Governments often over-estimate what they can achieve in the short term and underestimate what they can achieve in the long term. In education, that can mean an attraction to short-term, eye-catching policies directed at visible changes in practice. This kind of policy makes good headlines, but it creates a lot of work for teachers and in the end achieves little.
Meanwhile, systemic issues which affect everything we do attract little policy attention, perhaps because they are less visible and slower to address. Yet making sure that we all work in a functional system should be government’s first priority.
Defining accountability, regulation, and the roles and responsibilities of schools, trusts and local authorities appears a long way from teaching children. But a system in which everyone is clear about their role and responsibilities and appropriately accountable is one in which time and energy are not wasted and everyone can give of their best. Without these, a system will be less than the sum of its parts.
So the government is right in its white paper to set about creating a more rational school system. We should not carry on with two parallel systems – one maintained, one academy-based – when it makes the lives of many working to improve things for children unnecessarily difficult.
The government is also right that the only available single system now is one based fully on academy trusts. Even those who would prefer a maintained school system recognise there is no realistic way back to that.
Equally, though, the white paper recognises that place does matter. Local authorities have an important role to play. When all schools are part of trusts, there can be no objection to local authorities having the powers they need to carry out the duties they do and should have.
The government also rightly wants sharper accountability for trust performance and sharper consequences for failure. Schools and trusts should have meaningful independence from the state with the extent and burden of process regulation reduced – but weak provision must be tackled.

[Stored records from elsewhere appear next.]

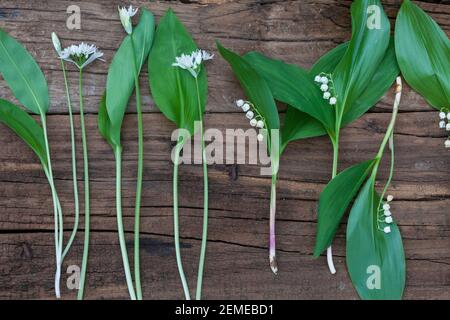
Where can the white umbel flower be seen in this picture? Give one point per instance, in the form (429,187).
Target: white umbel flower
(333,100)
(125,17)
(192,62)
(81,55)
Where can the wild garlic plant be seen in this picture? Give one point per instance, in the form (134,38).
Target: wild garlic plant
(80,55)
(340,87)
(178,85)
(123,77)
(419,38)
(28,85)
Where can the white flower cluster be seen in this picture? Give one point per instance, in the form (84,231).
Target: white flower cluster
(252,114)
(387,215)
(444,123)
(81,55)
(193,61)
(327,87)
(125,17)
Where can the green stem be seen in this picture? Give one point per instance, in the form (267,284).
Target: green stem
(201,264)
(86,193)
(57,211)
(137,272)
(123,246)
(74,166)
(176,228)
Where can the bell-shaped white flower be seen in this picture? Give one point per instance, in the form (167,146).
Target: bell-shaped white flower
(333,100)
(125,17)
(245,107)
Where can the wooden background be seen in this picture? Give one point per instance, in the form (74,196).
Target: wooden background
(237,257)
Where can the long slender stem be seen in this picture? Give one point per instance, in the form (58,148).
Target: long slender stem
(201,263)
(137,208)
(86,193)
(57,212)
(74,166)
(120,230)
(273,206)
(176,227)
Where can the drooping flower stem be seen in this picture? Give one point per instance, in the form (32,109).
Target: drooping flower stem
(137,272)
(273,207)
(201,263)
(86,192)
(176,228)
(120,230)
(57,212)
(74,166)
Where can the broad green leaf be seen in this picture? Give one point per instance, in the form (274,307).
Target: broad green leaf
(299,125)
(423,54)
(25,127)
(334,200)
(364,54)
(254,86)
(174,89)
(293,86)
(120,80)
(105,126)
(373,255)
(23,75)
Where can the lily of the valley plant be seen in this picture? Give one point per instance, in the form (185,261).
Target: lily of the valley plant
(340,87)
(123,77)
(80,55)
(419,38)
(27,83)
(179,88)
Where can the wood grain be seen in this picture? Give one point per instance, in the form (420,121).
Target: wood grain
(296,31)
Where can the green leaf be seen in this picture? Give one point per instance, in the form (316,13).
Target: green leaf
(254,86)
(174,89)
(23,75)
(423,54)
(105,126)
(334,200)
(371,253)
(120,81)
(25,127)
(364,54)
(293,86)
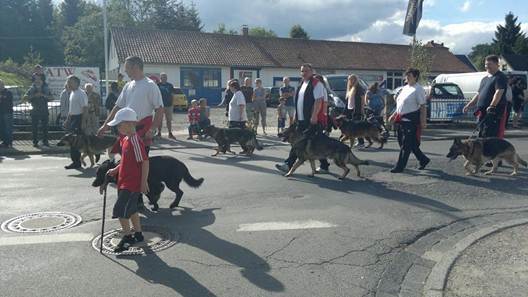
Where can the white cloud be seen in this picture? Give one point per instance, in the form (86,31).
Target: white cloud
(466,6)
(459,37)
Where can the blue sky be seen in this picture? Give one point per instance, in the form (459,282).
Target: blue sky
(459,24)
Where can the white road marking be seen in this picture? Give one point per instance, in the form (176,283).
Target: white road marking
(274,226)
(50,238)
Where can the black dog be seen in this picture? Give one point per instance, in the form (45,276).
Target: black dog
(163,169)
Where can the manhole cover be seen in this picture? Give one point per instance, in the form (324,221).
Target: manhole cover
(41,222)
(156,239)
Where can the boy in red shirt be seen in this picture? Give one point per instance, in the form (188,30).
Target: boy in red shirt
(132,180)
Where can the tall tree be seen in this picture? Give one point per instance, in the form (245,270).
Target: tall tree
(506,36)
(261,32)
(298,32)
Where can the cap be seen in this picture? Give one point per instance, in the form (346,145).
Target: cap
(124,115)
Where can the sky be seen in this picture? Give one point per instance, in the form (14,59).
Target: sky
(459,24)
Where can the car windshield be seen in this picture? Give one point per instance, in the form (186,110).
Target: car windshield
(447,91)
(338,83)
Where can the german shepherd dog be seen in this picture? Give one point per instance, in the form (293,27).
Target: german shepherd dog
(224,137)
(163,170)
(480,150)
(320,146)
(352,129)
(88,145)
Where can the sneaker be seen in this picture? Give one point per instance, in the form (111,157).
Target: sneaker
(73,166)
(396,170)
(283,167)
(126,242)
(321,170)
(422,165)
(138,237)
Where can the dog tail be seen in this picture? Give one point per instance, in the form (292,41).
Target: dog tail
(191,181)
(258,146)
(352,159)
(523,163)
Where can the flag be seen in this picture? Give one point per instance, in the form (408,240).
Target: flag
(412,19)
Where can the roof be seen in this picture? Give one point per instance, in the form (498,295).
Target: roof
(198,48)
(465,59)
(517,62)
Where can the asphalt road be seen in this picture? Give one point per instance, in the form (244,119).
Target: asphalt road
(248,231)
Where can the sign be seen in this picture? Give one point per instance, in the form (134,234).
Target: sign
(56,78)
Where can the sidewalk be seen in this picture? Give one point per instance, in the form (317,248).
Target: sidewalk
(496,265)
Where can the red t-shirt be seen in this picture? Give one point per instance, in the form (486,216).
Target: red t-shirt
(133,153)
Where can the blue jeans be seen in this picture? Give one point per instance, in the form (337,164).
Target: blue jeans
(6,128)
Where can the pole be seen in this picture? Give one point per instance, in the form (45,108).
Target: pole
(105,26)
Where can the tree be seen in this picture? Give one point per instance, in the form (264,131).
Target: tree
(421,59)
(261,32)
(223,30)
(506,36)
(479,52)
(298,32)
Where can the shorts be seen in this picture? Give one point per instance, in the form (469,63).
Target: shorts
(281,123)
(290,110)
(168,110)
(126,204)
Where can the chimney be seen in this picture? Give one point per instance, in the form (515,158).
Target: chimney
(245,30)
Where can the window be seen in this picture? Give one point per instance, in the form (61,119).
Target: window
(190,79)
(211,79)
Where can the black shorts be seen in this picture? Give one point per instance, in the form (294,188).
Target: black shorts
(126,204)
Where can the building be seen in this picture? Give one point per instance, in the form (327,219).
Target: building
(201,63)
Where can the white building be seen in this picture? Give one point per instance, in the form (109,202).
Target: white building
(201,63)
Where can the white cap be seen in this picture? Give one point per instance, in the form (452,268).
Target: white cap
(124,115)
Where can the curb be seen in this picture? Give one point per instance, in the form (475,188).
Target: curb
(437,279)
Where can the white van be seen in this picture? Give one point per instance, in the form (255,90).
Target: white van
(469,82)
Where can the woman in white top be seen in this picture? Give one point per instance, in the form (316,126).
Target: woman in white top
(411,115)
(355,97)
(237,107)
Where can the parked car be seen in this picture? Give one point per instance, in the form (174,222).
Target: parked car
(179,100)
(22,113)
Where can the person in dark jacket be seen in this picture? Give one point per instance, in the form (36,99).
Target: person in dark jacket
(39,95)
(6,116)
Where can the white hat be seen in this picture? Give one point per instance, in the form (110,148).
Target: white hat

And government is right to seek consensus built on evidence. The devil is in the detail and a great deal of that detail will be decided through the forthcoming review of regulation. But it is confident, not weak government to consult and seek the insight of schools, trusts, local authorities, churches and others in order to build a system which can stand the test of time.
In January 1944, Sir Geoffrey Shakespeare congratulated RA Butler on the ‘extremely skilful and diplomatic way in which he has carried out his negotiations and framed this comprehensive measure, which gathers up the dreams of all educational reformists.’ Nadhim Zahawi might reasonably aim to achieve the same thing – and an equally enduring piece of legislation – in framing what will become the 2023 Education Act.
There is a narrow and treacherous path to doing so. It will require ministers to reach beyond their natural constituency and even across the political divide, to face up to the toughest issues and let evidence rather than ideology be their guide.
One white paper could not get them there in a single bound. But with the wrong white paper, the DfE could have failed to even get off the mark. That is not the case. They have cleared the undergrowth, found the start of the narrow path and taken the first steps along it.
It’s unglamorous work, perhaps. But it’s absolutely necessary to seek to create a system within which all schools and teachers can flourish.
So I welcome this white paper with at least two and a half cheers. Which is a good one and a half cheers more than I would have given government for anything 12 months ago.
It is not impossible that we will look back at this white paper from the vantage point of future decades as the founding moment of a new settlement. A moment when government did not underestimate its ability to shape the long term.